Alan looked around him. A shower of inky blooms hung over a mesh fence; before it danced a butterfly, orange, black-veined. It looked like a stained-glass window. ‘Onwards,’ André said. ‘Onwards and upwards.’

More leg-weary than he had been since his epic walk from Quarry Bay to Central, Alan reached the top. A narrow concrete path led onward, mercifully now along the level. ‘We use Calor Gas for cooking,’ André said. He seemed unaffected by the climb. ‘For an extra five dollars they deliver it. Best deal on the island. Two old ladies do it.’ Alan didn’t actually believe this. André led him to another flight of stairs, no more than a dozen steps. Straight ahead stood a huge pair of iron gates, beautifully ornamented and painted green. They were flanked by two bulging-eyed, door-guarding lions. Through the chain-link fence on either side, Alan could see a shaded green garden, and set within it three separate, small but majestic houses. ‘Old man Ng’s place,’ André said. ‘Richest man on the island.’ He turned his back on this vista of expensive living, and gestured to another dwelling. He announced, not without pride: ‘Here we are.’
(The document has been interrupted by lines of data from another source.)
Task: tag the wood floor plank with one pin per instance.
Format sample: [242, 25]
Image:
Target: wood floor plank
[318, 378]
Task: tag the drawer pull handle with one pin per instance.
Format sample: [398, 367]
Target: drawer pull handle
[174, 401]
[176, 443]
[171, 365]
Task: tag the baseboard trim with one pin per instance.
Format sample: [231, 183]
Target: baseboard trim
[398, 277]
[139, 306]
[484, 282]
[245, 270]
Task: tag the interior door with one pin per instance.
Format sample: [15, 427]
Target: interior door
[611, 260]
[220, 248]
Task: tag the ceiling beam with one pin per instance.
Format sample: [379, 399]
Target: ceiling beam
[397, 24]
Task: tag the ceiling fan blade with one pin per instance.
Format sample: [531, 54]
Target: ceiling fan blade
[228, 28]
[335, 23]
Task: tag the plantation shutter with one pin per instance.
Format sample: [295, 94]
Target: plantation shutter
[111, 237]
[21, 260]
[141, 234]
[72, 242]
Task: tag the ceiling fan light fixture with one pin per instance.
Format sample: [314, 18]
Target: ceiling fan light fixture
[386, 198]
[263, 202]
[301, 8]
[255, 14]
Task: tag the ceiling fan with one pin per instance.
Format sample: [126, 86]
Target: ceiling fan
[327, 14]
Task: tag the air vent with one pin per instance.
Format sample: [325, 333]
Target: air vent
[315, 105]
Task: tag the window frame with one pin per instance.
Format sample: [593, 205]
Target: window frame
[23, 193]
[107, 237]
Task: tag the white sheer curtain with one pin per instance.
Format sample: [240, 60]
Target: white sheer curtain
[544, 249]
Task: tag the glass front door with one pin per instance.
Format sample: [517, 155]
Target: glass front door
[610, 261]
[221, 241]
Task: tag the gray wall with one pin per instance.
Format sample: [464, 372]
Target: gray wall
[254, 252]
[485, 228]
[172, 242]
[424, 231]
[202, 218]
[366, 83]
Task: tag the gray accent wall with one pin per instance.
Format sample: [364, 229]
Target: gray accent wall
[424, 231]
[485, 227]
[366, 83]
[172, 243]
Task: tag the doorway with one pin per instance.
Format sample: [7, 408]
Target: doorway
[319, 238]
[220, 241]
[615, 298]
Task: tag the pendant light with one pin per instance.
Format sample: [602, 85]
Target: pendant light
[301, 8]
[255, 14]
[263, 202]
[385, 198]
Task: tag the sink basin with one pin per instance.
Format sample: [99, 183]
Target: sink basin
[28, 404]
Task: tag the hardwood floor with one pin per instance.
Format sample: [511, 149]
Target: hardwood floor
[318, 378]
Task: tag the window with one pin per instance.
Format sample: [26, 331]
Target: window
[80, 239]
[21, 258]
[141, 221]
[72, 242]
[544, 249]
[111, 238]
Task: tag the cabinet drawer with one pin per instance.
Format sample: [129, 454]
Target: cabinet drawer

The lemon-yellow house stood head and shoulders above those around it. Two houses, in fact. Semi-detached. How odd. Two front doors, a shared front yard, a garden of concrete. ‘My place,’ André said, pointing to the left middle floor. ‘Charles lives next door to me – you’ll meet him soon enough, a great man in his way. You’re underneath me; the flat next door to you isn’t finished yet. Yours was only finished last week. King has the entire top floor; he knocked it through, done a neat conversion job. So he has the roof, and he’s made a nice little garden up there.’